Dziga Vertov’s Across One Sixth of the World marked the height of the early revolutionary avant-garde film in the 1920s, before the cultural encroachment of Stalin’s Socialist Realism after the death of Lenin. After Stalin took power, film, and art in general, began to depict a Russo-centric interpretation of the Soviet Union, with the emphasis on Russia as the nation that sparked the revolution of global Communism and toppled the old monarchy to create the first Communist government. Yet, Vertov came far before these cultural restraints and was allowed to work on his own artistic ground, under the project to create a film depicting life in the Soviet Union. So, how did Vertov’s vision manifest itself?
His vision was centered around a literal interpretation of the Soviet top-down ideology of proletarian internationalism.
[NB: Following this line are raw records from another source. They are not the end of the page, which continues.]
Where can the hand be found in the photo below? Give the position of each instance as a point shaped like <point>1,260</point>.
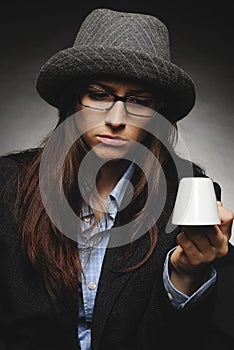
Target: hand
<point>198,247</point>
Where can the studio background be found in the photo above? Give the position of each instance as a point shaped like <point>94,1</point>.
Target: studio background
<point>201,43</point>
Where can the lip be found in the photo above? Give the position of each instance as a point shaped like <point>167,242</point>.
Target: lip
<point>112,140</point>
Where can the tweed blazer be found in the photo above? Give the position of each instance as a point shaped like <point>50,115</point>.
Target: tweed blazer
<point>132,310</point>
This was the idea of putting class, as Marxist doctrine dictates, above nationality, ethnicity, or any other factor that would be divisive to the unified class struggle. This also means that the ethnic amalgamation that was the Soviet Union was centered around the coexistence of this wide range of people. Vertov’s own interpretation, in a rejection of any Russo-centrality and a pure acceptance of this idea of proletarian internationalism, became Across One Sixth of the World. He depicted the mosaic culture of all the people that are under the banner of the Soviet Union, and a complete rejection of the idea of Russo-dominated homogeneity. His aim was to celebrate how great the idea of Communism was, that it could actually unify this diverse range of people under a common goal which was in keeping with the creation of an international socialist history by Lenin. He was also very critical of the West, mainly Western colonialism, and montaged scenes of slavery, exploitation, poverty, and the decadence of the upper classes and how they are placed above the proletariat in the West. This was Vertov’s “World of Capital,” again in standing with Soviet ideology. So, if viewed from a purely literal ideological standpoint, Verotv’s film should have been the height of Soviet propaganda.
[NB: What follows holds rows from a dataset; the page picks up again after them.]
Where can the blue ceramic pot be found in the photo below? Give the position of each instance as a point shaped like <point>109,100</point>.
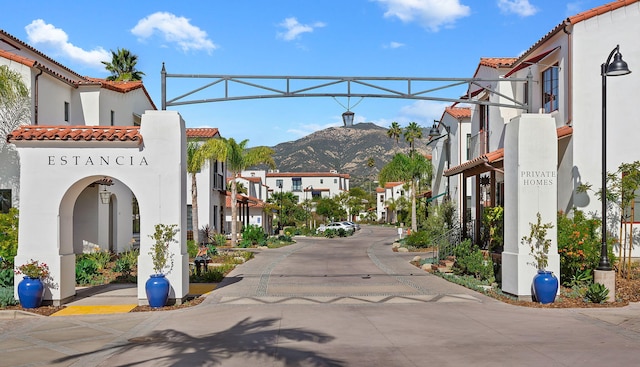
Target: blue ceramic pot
<point>30,292</point>
<point>157,289</point>
<point>545,286</point>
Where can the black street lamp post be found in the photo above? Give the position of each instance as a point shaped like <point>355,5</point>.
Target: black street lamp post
<point>615,68</point>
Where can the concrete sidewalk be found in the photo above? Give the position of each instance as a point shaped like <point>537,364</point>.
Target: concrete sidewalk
<point>278,319</point>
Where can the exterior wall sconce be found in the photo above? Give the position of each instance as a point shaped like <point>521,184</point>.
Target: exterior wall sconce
<point>105,196</point>
<point>616,68</point>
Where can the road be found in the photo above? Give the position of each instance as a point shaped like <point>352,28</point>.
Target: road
<point>332,302</point>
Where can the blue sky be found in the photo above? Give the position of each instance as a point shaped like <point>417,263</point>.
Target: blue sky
<point>402,38</point>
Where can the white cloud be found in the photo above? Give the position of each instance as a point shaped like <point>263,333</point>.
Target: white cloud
<point>519,7</point>
<point>174,30</point>
<point>39,32</point>
<point>394,45</point>
<point>431,14</point>
<point>295,29</point>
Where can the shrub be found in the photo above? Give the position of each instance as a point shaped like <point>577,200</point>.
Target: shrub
<point>9,234</point>
<point>597,293</point>
<point>330,233</point>
<point>6,277</point>
<point>192,248</point>
<point>253,235</point>
<point>471,261</point>
<point>578,244</point>
<point>6,297</point>
<point>86,270</point>
<point>101,258</point>
<point>220,239</point>
<point>418,239</point>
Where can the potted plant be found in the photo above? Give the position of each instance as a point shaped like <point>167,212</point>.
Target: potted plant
<point>31,287</point>
<point>545,284</point>
<point>157,286</point>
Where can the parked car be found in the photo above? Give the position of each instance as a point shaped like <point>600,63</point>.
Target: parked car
<point>336,226</point>
<point>355,225</point>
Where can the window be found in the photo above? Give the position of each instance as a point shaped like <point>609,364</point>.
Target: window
<point>135,209</point>
<point>5,200</point>
<point>550,89</point>
<point>296,184</point>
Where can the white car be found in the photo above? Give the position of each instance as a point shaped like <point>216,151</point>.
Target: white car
<point>355,225</point>
<point>336,226</point>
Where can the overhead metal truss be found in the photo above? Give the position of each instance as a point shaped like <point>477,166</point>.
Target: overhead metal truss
<point>242,87</point>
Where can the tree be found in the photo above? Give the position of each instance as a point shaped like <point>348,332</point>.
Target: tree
<point>409,169</point>
<point>394,131</point>
<point>15,104</point>
<point>196,158</point>
<point>238,158</point>
<point>123,66</point>
<point>412,132</point>
<point>330,208</point>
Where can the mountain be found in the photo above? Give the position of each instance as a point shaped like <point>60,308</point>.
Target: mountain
<point>344,149</point>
However, Vertov’s work was rejected as not conforming to the Soviet ideology because in the Soviet industrial context, which is the center of Soviet overarching ideology, the depiction of the wide range of nomadic peoples did not stand well in Lenin’s eyes, who wanted to focus on the new Soviet man. Both Lenin and Vertov recognized the Constructivist aspects of film, that it could be building material towards unifying the diverse Soviet body under the Communist ideology. Yet, Vertov focused too much on the “otherness” of the Soviet Union and his avant-garde film looked too much into the idealized future, not the socialist present.